ING received 10 billion euros ($13 billion) in aid from the Dutch government in October 2008 after mortgages held at its U.S. banking and insurance units plunged in value after the real estate market crashed. In January 2009, the Dutch state assumed the risk on 80 percent of so-called Alt-A loans -- a type of mortgage that typically didn't require documentation such as proof of income -- with a value of 27.7 billion euros to stem credit losses on the assets.

Water company formed

(Bloomberg) -- The Leighton Group, involved in the construction of three of Australia's largest desalination plants, has helped form a water and environmental contracting company in Dubai to tap demand in the Gulf region.

The Habtoor Leighton Group joined last month with John Holland to create Advance Water and Environment. Leighton companies including John Holland were involved in Australia's Sydney, Melbourne and Gold Coast seawater desalination plants.

Brazilian infrastructure

(Bloomberg) -- Brazil's biggest infrastructure companies from Santos Brasil Participacoes SA to EcoRodovias Infraestrutura & Logistica SA are settling for lower returns from government contracts, betting that a rebounding economy will make new projects viable.

EcoRodovias, Brazil's largest toll-road operator, expects returns of about 9 percent, CEO Marcelino Rafart de Seras said Tuesday.

That's down from at least 15 percent for toll roads auctioned to private investors in the 1990s, said Banco Itau BBA SA. TPI Triunfo Participacoes & Investimentos SA CEO Carlo Alberto Bottarelli sees lower rates “near double digits,” while port operator Santos Brasil CEO Antonio Sepulveda expects returns “slightly above” 10 percent.

“The trend is for the rate of return to fall, but there's going to be more competition among infrastructure assets -- there’s going to be a ports package, a road package, a rail package,” Bottarelli said at the event. “For us, what’s important is the contract.
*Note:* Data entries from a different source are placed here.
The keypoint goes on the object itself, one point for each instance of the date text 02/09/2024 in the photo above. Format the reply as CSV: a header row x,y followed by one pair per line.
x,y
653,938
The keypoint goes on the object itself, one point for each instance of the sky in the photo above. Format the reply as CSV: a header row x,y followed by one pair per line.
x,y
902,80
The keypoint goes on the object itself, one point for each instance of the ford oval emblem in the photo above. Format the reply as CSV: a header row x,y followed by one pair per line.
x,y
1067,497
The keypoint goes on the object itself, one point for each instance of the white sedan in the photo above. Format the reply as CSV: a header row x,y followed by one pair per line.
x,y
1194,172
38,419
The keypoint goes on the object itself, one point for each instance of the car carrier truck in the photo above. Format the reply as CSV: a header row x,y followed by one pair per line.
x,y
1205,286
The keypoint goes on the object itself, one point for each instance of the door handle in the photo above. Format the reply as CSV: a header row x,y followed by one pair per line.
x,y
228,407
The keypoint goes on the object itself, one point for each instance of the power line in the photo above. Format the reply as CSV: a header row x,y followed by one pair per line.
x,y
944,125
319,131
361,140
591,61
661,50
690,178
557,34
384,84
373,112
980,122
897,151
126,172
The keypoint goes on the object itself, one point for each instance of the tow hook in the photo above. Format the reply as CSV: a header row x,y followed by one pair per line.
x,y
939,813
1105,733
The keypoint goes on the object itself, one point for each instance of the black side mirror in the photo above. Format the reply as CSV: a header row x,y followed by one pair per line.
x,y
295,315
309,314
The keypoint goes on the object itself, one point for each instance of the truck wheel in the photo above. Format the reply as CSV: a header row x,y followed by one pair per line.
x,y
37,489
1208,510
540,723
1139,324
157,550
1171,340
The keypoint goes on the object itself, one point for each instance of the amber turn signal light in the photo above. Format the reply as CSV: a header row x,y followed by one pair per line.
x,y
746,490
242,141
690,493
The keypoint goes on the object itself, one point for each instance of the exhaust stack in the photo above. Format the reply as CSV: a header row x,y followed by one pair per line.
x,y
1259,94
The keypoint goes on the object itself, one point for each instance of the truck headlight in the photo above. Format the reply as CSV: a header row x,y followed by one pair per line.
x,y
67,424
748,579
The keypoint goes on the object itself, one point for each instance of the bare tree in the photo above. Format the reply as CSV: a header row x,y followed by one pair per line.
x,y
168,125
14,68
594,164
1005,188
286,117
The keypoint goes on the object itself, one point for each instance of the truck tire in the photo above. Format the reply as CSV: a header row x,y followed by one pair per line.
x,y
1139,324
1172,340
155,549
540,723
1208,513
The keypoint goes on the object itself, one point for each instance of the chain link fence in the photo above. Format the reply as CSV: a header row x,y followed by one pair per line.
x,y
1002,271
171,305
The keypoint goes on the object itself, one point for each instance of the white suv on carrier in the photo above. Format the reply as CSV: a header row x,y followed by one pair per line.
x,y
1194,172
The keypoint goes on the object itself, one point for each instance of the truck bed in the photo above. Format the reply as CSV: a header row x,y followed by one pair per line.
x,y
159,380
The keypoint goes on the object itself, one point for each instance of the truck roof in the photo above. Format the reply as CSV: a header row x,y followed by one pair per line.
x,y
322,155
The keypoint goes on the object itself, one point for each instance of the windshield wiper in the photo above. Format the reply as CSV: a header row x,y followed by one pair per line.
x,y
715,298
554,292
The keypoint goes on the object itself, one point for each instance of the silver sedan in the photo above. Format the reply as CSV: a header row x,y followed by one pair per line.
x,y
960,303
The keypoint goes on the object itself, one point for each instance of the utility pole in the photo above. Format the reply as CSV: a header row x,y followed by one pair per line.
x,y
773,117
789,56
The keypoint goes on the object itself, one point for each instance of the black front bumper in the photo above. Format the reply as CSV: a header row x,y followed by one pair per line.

And if the contract is stable, then we’ll take a look.”

Kyrgyzstan water

(Bloomberg) -- The European Bank for Reconstruction and Development (EBRD) is seeking project managers and water experts in the central Asian nation of Kyrgyzstan to improve supplies so unreliable there may not be potable water for more than a couple hours every other day.

The situation is such that Kyrgyz families store water in bathtubs and buckets when supply is available and water-borne disease outbreaks can occur, the bank said, adding that it's trying to address the problems through “a number of relatively small but well-designed projects.”

The U.S. military has an air base in Manas, Kyrgyzstan, that's used to supply troops to Afghanistan.